Blazing fast NVMe drives with unlimited IOPS now available. Read about PlanetScale Metal
Navigation

Blog|Engineering

The Real Failure Rate of EBS

By Nick Van Wiggeren |

PlanetScale has deployed millions of Amazon Elastic Block Store (EBS) volumes across the world. We create and destroy tens of thousands of them every day as we stand up databases for customers, take backups, and test our systems end-to-end. Through this experience, we have an unique viewpoint into the failure rate and mechanisms of EBS, and have spent a lot of time working on how to mitigate them.

In complex systems, failure isn’t a binary outcome. Cloud native systems are built without single paths of failure, but partial failure can still result in degraded performance, loss of user-facing availability, and undefined behavior. Often, minor failure in one part of the stack appears as a full failure in others.

For example, if a single instance inside of a multi-node distributed caching system runs out of networking resources, the downstream application will interpret error cases as cache misses to avoid failing the request. This will overwhelm the database when the application floods it with queries to fetch data as though it was missing. In this, a partial failure at one level results in a full failure of the database tier, causing downtime.

Defining Failure

While full failure and data loss is very rare with EBS, “slow” is often as bad as “failed”, and that happens much much more often.

Here’s what “slow” looks like, from the AWS Console:

EBS Volume Degrading

This volume has been operating steadily for at least 10 hours. AWS has reported it at 67% idle, with write latency measuring at single-digit ms/operation. Well within expectations. Suddenly, at around 16:00, write latency spikes to 200ms-500ms/operation, idle time races to zero, and the volume is effectively blocked from reading and writing data.

To the application running on top of this database: this is a failure. To the user, this is a 500 response on a webpage after a 10 second wait. To you, this is an incident. At PlanetScale, we consider this full failure because our customers do.

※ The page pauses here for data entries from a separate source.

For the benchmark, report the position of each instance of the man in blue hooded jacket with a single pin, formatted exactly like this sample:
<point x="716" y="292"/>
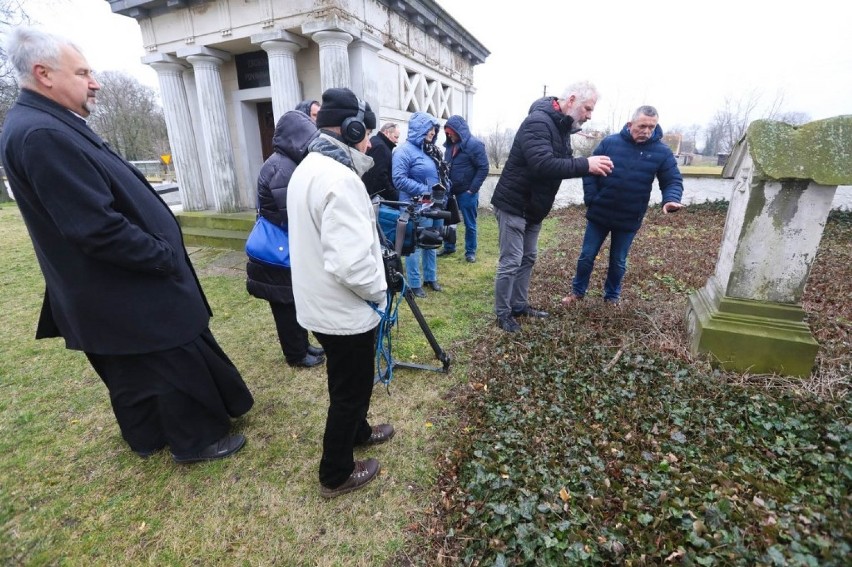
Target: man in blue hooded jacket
<point x="468" y="163"/>
<point x="617" y="204"/>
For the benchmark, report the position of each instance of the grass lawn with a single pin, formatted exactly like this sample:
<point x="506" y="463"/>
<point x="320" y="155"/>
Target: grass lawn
<point x="659" y="456"/>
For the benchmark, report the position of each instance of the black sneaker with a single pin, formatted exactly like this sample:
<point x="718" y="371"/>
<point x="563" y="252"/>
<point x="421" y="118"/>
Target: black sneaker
<point x="508" y="324"/>
<point x="224" y="447"/>
<point x="382" y="433"/>
<point x="364" y="472"/>
<point x="530" y="312"/>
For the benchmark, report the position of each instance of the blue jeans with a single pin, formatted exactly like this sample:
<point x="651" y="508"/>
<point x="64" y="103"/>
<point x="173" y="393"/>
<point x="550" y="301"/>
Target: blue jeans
<point x="518" y="242"/>
<point x="430" y="261"/>
<point x="619" y="246"/>
<point x="468" y="207"/>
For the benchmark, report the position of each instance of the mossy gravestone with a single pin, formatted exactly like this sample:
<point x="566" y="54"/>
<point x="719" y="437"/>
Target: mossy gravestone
<point x="749" y="314"/>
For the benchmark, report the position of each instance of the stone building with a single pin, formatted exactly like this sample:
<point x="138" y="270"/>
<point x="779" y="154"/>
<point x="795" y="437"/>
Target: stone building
<point x="229" y="68"/>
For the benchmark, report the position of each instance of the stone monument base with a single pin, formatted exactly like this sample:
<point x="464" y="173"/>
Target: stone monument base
<point x="750" y="336"/>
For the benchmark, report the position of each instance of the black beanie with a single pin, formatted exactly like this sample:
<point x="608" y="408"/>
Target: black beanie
<point x="340" y="104"/>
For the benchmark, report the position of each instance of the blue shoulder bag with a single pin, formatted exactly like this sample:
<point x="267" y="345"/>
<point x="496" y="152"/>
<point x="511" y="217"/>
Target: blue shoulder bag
<point x="268" y="243"/>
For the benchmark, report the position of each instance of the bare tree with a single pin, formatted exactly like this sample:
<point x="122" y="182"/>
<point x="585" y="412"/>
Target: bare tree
<point x="498" y="143"/>
<point x="794" y="118"/>
<point x="730" y="123"/>
<point x="129" y="117"/>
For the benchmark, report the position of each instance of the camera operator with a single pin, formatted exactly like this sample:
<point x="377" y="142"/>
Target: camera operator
<point x="417" y="166"/>
<point x="338" y="273"/>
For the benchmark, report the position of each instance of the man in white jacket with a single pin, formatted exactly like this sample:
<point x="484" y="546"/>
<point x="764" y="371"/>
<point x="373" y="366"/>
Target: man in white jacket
<point x="338" y="279"/>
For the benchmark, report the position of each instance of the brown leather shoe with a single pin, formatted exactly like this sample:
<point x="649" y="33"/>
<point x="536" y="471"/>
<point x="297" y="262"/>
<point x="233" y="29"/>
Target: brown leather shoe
<point x="382" y="433"/>
<point x="364" y="472"/>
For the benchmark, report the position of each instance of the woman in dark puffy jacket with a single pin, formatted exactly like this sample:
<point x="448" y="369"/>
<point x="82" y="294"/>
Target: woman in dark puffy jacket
<point x="293" y="132"/>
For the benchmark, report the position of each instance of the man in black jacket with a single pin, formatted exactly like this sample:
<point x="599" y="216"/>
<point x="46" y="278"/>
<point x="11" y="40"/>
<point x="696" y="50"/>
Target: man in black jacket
<point x="540" y="158"/>
<point x="378" y="179"/>
<point x="119" y="285"/>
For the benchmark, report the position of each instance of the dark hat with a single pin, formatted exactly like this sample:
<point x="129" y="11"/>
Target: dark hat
<point x="340" y="104"/>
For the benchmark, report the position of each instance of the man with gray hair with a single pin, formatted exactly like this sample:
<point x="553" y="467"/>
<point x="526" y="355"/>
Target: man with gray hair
<point x="616" y="205"/>
<point x="540" y="158"/>
<point x="378" y="180"/>
<point x="119" y="285"/>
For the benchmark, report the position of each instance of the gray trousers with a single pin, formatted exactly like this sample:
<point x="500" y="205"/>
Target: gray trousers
<point x="518" y="242"/>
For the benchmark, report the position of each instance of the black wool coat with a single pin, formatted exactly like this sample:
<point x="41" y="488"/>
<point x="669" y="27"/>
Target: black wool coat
<point x="540" y="158"/>
<point x="117" y="277"/>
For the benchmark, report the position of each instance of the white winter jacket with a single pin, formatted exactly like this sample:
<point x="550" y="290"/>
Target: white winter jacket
<point x="335" y="254"/>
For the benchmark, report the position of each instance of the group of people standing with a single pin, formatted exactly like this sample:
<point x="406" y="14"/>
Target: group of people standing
<point x="120" y="287"/>
<point x="617" y="182"/>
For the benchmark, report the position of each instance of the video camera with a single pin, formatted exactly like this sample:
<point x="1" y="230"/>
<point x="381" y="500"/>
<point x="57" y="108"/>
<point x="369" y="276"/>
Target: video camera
<point x="399" y="222"/>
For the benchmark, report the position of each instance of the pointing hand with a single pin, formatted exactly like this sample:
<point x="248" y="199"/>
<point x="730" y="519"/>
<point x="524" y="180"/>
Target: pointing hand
<point x="600" y="165"/>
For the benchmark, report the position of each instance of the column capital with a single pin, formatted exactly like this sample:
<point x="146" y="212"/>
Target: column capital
<point x="277" y="47"/>
<point x="369" y="41"/>
<point x="165" y="63"/>
<point x="279" y="36"/>
<point x="333" y="23"/>
<point x="202" y="53"/>
<point x="329" y="37"/>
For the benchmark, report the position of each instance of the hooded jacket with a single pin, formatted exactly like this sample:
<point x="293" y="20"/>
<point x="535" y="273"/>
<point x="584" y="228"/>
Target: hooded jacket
<point x="619" y="201"/>
<point x="335" y="251"/>
<point x="468" y="159"/>
<point x="378" y="179"/>
<point x="290" y="144"/>
<point x="540" y="158"/>
<point x="413" y="172"/>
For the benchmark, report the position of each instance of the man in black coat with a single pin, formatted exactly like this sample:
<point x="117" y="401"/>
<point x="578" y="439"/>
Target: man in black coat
<point x="540" y="158"/>
<point x="119" y="285"/>
<point x="378" y="179"/>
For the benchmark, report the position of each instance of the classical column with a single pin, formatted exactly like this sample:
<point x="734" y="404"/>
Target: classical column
<point x="281" y="48"/>
<point x="749" y="314"/>
<point x="334" y="58"/>
<point x="181" y="132"/>
<point x="364" y="70"/>
<point x="214" y="124"/>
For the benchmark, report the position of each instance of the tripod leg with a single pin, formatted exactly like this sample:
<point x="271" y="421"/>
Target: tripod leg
<point x="439" y="352"/>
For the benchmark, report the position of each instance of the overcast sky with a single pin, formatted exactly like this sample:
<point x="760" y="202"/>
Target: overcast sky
<point x="685" y="58"/>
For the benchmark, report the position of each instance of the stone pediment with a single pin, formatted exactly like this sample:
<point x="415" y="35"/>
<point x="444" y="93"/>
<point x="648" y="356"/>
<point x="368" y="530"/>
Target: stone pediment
<point x="820" y="151"/>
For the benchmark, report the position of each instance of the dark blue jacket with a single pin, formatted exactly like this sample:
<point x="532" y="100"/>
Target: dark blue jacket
<point x="468" y="160"/>
<point x="117" y="277"/>
<point x="619" y="200"/>
<point x="294" y="131"/>
<point x="378" y="179"/>
<point x="541" y="157"/>
<point x="413" y="172"/>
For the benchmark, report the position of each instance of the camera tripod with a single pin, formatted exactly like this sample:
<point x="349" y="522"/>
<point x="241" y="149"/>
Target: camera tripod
<point x="390" y="362"/>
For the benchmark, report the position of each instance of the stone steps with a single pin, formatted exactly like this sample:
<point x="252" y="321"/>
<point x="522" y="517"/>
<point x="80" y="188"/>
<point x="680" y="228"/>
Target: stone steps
<point x="216" y="230"/>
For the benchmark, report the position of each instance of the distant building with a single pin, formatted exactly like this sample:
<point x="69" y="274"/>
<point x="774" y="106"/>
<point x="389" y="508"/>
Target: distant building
<point x="229" y="68"/>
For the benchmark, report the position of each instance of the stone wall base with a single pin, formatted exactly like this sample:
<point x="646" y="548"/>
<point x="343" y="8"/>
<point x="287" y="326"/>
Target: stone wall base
<point x="750" y="336"/>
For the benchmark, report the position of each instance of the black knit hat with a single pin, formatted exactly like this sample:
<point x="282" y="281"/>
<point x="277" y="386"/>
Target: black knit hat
<point x="340" y="104"/>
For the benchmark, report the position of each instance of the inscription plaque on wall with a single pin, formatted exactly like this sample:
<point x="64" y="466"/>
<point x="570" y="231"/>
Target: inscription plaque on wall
<point x="252" y="69"/>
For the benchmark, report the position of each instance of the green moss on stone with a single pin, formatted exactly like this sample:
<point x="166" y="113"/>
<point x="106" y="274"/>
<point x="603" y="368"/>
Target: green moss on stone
<point x="820" y="150"/>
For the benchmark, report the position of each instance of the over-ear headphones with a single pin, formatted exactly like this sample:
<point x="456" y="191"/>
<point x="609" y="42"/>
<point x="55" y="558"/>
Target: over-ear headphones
<point x="353" y="128"/>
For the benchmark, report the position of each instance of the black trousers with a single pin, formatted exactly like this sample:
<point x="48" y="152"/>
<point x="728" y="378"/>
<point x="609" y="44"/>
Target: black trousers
<point x="350" y="362"/>
<point x="292" y="336"/>
<point x="182" y="397"/>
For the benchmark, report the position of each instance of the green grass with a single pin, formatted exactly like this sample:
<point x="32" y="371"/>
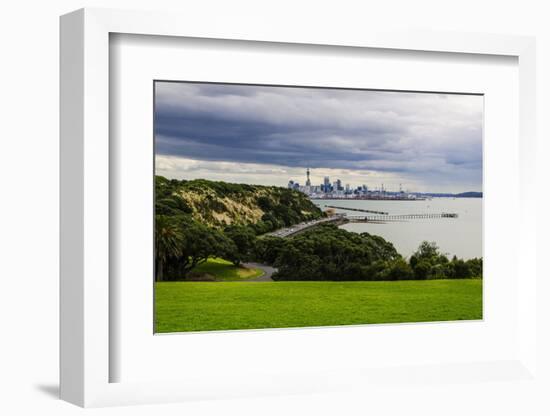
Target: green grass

The EBS documentation is useful in helping us understand what promises AWS’ gp3 is able to make:

When attached to an EBS–optimized instance, General Purpose SSD (gp2 and gp3) volumes are designed to deliver at least 90 percent of their provisioned IOPS performance 99 percent of the time in a given year

This means a volume is expected to experience under 90% of its provisioned performance 1% of the time. That’s 14 minutes of every day or 86 hours out of the year of potential impact. This rate of degradation far exceeds that of a single disk drive or SSD. This is the cost of separating storage and compute and the sheer complexity of the software and networking components between the client and the backing disks for the volume.

In our experience, the documentation is accurate: sometimes volumes pass in and out of their provisioned performance in small time windows:

EBS volume having a short blip

However, these short windows are enough to have impact on real-time workloads:

Database blip due to EBS

Production systems are not built to handle this level of sudden variance. When there are no guarantees, even overprovisioning doesn’t solve the problem. If this were a once-in-a-million chance, it would be different, but as we’ll discuss below, that is far from the case.

The True Rate of Failure

At PlanetScale, we see failures like this on a daily basis - the rate of failure is frequent enough that we’ve built systems that monitor EBS volumes directly to minimize impact.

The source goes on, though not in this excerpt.